サンディエゴ散策:バルボア・パークからパドレス本拠地ペトコ・パークまで歩いてみた
以前訪れたヨーロッパのような雰囲気の平和な公園の散策を終え、ダウンタウン方面にあるペトコ・パークまで歩いてみることにした。1月上旬のサンディエゴの天気は、歩くのに信じられないほど最高だった。雲一つない青空で、空気も程よく涼しく、ゆっくり散歩するにはぴったりの条件だった。
公園を抜け、大きな橋の上を歩き始めた。遠くに高層ビルと背の高いヤシの木が調和したスカイラインが見え、日差しを浴びてかなり素敵な風景を作り出していた。

橋の下には、サンディエゴを横断する巨大な高速道路がスッキリと伸びていた。車が猛スピードで走る様子を上から見下ろしていると、改めて広大なアメリカに来ているんだなと実感した。

橋を渡り、住宅街と公園が続く道に沿って歩いた。誰もいない地元の野球場が見えたが、青いベンチと緑の芝生が平和そうだった。週末には近所の人たちが集まってボールを投げるのだろうか。

歩いているうちに、だんだん都会らしい建物が近づいてきた。道端に植えられた大きな木々や、きれいに整備された自転車専用レーンのマークを眺めながら、気分良く足を進めた。すでに足が少し張ってきた気もしたが、とりあえず周りの景色を見るのが楽しくて歩き続けた。

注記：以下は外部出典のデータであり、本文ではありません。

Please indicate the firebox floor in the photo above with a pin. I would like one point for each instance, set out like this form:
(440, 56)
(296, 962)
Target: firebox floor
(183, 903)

ダウンタウンに入るにつれて、公共交通機関が目につくようになった。停留所に停まっている赤いバスを見たが、韓国ではあまり見かけない2両編成の連節バスだったので、珍しくてじっと見てしまった。

ところが、ダウンタウンの中心部に入ると雰囲気がガラリと変わった。道の向こう側の空き地や歩道にテントが一つ二つ見え始めたかと思うと、完全にテント村が形成されていた。今日のように天気が良い日、立派な近代的な建物と対照的なホームレスのテントの風景は、あまりにも異質で奇妙な気分にさえなった。

一体なぜアメリカのように豊かな国にホームレスがこんなに多く、みんな道端にテントを張って暮らしているのだろうか。家賃が高すぎて追い出されたのか、麻薬問題のせいなのかは分からないが、道沿いにずらりと並ぶテントを見ると、ここでどうやって生活しているのだろうという思いが先に立つ。
テント村の横を通り過ぎる時、フェンタニルゾンビのように体を支えきれない人にも出くわした。瞬間的に身の危険をはっきりと感じて、体がこわばってしまった。万が一目が合ったらどうしようと、下だけを見て競歩レベルの早歩きで通り抜けた。写真を撮る余裕なんてあるはずもなく、横を通り過ぎる赤いトラムすらまともに目に入らないほどだった。

息を切らしながら歩いていると、ついに巨大なペトコ・パークの球場が目の前に現れた。明るい茶色のレンガと大きなパドレスのロゴを見た瞬間、ようやく張り詰めていた緊張感が解け、安堵感が押し寄せてきた。

無事にサンディエゴの本拠地に到着できてよかったが、歩いている間ずっとジェットコースターに乗っているような気分だった。韓国にもホームレス問題はあるが、主にソウル駅のような場所に集まっており、ホームレス自身が状況を改善しようとする試みが多いという点では、少なくともこの部分に関しては韓国の方がはるかにマシだと思う。ダウンタウンの中心街を歩く時は、エリアによって雰囲気が急変するので、できればUber(ウーバー)に乗ることをおすすめする。もしかしたら、私が安全な場所ばかりで生きてきたから、人一倍大げさに騒いでいるだけなのかもしれない。